Таня, обрадованная тем, что намечающаяся размолвка между отцом и матерью постепенно гаснет, свела их руки и что-то начала запальчиво лепетать.
О Лиле в этот вечер больше не вспоминали. Лена делала вид, что забыла о ней совсем, и старалась казаться веселой. Однако веселье ее было тревожным. Прыгая на одной ноге по комнате, она принялась накрывать стол. В этот вечер ей все хотелось делать самой. Таня помогала матери и была безмерно счастлива, когда та подхваливала ее.
— Ну и хозяйка ты у меня растешь! Все-то ты у меня, дочурка, умеешь делать! Прямо совсем стала большая. Гляди, папа, как она хорошо моет стаканы, ну, что же ты не смотришь?
Струмилин поднял голову. И нужно же случиться беде: в тот самый момент, когда Таня почувствовала, что на нее восхищенно смотрит отец, она, перестаравшись, уронила стакан. Он упал на утюг, стоявший на полу, и разбился на мелкие части. Никогда еще не видели мать и отец таких горьких и обидных слез дочери. Долго уговаривали они ее, доказывая, что купят в магазине новый стакан, что тот стакан, который разбился, был плохой, что он очень скользкий, что хорошие стаканы совсем не скользкие и не вылетают сами из рук.

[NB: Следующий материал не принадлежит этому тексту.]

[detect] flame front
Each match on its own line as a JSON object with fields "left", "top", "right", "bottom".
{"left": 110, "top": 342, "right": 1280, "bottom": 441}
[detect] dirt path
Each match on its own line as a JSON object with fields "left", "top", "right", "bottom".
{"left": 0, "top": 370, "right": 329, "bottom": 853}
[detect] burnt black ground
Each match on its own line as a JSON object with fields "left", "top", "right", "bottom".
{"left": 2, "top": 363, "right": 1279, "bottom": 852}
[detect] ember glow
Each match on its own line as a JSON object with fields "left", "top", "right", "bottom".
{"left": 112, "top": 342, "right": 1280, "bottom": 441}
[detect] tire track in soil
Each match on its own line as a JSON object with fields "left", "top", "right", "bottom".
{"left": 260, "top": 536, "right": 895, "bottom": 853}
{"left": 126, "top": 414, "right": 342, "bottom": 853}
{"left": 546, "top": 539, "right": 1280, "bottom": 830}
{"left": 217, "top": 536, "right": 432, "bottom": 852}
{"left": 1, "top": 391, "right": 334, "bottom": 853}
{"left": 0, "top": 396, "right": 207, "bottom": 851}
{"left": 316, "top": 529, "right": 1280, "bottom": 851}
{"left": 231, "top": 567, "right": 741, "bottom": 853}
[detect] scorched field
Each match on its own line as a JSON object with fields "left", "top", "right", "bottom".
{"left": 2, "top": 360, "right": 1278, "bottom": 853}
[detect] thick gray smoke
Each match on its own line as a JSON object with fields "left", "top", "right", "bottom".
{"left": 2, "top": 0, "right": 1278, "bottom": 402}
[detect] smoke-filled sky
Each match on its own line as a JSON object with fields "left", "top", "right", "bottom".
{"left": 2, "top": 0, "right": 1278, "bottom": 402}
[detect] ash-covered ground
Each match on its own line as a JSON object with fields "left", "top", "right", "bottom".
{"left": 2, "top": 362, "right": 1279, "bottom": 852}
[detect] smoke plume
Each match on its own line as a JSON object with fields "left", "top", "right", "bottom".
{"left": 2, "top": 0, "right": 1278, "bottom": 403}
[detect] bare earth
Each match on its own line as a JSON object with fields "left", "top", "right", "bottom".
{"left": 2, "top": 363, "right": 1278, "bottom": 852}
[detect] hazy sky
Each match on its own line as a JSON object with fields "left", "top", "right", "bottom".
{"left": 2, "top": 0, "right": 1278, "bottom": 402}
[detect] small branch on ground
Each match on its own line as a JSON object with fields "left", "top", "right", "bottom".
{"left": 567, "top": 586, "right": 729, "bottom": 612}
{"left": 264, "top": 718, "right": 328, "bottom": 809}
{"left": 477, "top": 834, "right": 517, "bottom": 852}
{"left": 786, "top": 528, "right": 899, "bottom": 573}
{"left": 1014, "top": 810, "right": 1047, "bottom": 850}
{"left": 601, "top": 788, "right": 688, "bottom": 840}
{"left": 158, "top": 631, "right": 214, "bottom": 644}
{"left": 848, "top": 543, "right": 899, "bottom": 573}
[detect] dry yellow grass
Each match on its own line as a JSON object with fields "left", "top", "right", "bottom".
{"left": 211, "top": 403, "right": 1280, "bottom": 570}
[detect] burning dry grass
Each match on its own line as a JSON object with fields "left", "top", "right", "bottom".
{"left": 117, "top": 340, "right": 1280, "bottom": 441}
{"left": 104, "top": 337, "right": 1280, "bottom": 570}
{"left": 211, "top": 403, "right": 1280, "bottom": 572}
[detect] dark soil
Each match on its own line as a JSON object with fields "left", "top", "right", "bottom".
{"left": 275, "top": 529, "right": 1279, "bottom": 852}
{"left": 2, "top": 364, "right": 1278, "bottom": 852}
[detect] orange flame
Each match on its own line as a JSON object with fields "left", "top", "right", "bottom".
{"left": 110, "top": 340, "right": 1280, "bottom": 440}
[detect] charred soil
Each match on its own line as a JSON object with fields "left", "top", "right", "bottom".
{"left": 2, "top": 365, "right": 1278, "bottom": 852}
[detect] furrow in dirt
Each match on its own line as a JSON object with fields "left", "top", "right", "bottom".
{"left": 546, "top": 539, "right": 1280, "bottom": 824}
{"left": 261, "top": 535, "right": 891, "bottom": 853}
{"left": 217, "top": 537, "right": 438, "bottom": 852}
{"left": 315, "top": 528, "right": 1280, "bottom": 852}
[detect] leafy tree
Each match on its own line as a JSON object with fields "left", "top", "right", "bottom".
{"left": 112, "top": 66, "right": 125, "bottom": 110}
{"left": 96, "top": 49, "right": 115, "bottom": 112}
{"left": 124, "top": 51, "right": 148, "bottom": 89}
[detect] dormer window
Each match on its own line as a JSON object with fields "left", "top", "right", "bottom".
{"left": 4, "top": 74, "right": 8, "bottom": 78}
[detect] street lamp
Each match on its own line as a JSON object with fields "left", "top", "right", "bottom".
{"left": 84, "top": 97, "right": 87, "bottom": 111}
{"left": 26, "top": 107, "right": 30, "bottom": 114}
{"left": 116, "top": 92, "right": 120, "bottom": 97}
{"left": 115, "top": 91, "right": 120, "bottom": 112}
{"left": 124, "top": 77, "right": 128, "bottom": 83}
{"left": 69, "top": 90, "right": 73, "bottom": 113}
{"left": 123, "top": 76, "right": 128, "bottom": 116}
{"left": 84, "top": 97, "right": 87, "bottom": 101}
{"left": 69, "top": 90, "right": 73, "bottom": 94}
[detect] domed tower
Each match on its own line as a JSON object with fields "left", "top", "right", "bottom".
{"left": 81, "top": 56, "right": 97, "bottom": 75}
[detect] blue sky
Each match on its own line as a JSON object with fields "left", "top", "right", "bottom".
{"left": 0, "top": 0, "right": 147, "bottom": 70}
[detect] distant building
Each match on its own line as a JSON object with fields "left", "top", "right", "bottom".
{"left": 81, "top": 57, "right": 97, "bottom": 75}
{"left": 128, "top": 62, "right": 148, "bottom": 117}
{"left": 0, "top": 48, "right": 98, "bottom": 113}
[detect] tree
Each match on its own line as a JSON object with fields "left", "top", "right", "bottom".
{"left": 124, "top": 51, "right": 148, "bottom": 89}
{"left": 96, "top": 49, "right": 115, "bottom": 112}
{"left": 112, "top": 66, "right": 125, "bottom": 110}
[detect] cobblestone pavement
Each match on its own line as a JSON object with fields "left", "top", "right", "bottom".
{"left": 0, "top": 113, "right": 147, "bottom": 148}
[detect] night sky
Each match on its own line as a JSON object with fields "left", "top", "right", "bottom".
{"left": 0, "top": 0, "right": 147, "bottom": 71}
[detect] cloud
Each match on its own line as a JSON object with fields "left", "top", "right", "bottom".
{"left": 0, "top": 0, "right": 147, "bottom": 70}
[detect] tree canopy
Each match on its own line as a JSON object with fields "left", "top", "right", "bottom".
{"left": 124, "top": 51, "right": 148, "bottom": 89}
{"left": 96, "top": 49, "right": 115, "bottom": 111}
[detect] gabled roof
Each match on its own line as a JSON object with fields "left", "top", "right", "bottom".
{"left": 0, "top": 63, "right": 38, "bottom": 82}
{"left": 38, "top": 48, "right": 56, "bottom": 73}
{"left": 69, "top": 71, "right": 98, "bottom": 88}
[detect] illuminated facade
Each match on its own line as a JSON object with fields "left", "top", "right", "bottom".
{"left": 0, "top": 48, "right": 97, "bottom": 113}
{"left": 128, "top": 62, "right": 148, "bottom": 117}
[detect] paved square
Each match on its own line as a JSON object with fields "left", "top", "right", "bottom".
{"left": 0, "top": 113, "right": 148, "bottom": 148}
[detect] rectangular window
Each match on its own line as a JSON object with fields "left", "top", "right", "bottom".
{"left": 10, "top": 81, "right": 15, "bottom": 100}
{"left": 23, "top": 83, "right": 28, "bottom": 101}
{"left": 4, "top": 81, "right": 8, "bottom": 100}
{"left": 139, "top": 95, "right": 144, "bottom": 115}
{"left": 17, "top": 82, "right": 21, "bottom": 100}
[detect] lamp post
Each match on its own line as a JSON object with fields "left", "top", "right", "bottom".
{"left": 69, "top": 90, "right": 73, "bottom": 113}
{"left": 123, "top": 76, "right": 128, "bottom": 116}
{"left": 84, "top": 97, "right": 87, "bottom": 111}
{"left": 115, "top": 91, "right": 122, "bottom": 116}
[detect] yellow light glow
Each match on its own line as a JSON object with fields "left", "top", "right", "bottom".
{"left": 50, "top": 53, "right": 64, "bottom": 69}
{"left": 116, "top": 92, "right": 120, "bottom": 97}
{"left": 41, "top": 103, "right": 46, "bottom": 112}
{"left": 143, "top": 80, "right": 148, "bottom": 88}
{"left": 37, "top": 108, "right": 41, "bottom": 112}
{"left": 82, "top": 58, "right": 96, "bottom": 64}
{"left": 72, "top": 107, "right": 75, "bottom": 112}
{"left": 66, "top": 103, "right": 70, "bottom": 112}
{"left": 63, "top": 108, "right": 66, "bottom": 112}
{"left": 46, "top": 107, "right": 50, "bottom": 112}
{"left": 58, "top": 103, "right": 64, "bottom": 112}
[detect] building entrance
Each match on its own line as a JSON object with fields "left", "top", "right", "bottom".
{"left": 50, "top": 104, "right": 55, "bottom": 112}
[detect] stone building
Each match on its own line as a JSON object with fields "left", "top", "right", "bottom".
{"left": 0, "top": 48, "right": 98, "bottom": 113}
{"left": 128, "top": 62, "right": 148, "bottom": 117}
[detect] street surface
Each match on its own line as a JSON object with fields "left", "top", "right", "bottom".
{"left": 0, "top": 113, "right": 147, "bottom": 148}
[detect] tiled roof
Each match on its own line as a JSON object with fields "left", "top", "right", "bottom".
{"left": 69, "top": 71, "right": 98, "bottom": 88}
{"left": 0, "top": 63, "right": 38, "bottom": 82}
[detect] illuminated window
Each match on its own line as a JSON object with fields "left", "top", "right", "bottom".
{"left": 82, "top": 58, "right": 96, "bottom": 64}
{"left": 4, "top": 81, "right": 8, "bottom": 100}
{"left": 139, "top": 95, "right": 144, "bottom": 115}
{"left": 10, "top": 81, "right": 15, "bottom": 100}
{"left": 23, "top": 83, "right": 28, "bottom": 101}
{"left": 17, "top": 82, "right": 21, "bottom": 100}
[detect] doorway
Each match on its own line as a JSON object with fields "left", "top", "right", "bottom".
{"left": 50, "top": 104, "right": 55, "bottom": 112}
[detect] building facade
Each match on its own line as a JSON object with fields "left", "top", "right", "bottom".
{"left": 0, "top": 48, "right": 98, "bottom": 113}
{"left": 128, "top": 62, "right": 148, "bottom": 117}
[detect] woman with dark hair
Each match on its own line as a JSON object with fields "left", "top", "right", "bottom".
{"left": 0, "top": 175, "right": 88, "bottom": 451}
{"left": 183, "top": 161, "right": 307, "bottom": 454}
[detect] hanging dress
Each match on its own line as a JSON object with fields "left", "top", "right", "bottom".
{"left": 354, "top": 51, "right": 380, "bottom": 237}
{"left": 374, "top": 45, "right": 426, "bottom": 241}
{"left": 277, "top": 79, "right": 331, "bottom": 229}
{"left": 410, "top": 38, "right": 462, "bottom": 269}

Когда сели за стол, Лена почувствовала себя совсем разбитой. Бодрящая нервозность, которая, словно стальная пружина, двигала ею весь вечер, теперь прошла, и она ела без всякого аппетита, через силу. Потом почувствовала себя совсем плохо. Уронив голову на руки, она слабо проговорила:
— Коля, помоги мне…
Струмилин на руках донес жену до кровати, помог ей удобнее лечь и настежь открыл окно. В комнату хлынула волна свежего сентябрьского холодка. Ознобно поеживаясь, Таня стояла у кровати матери, приложив свою крошечную ладонь к ее лбу.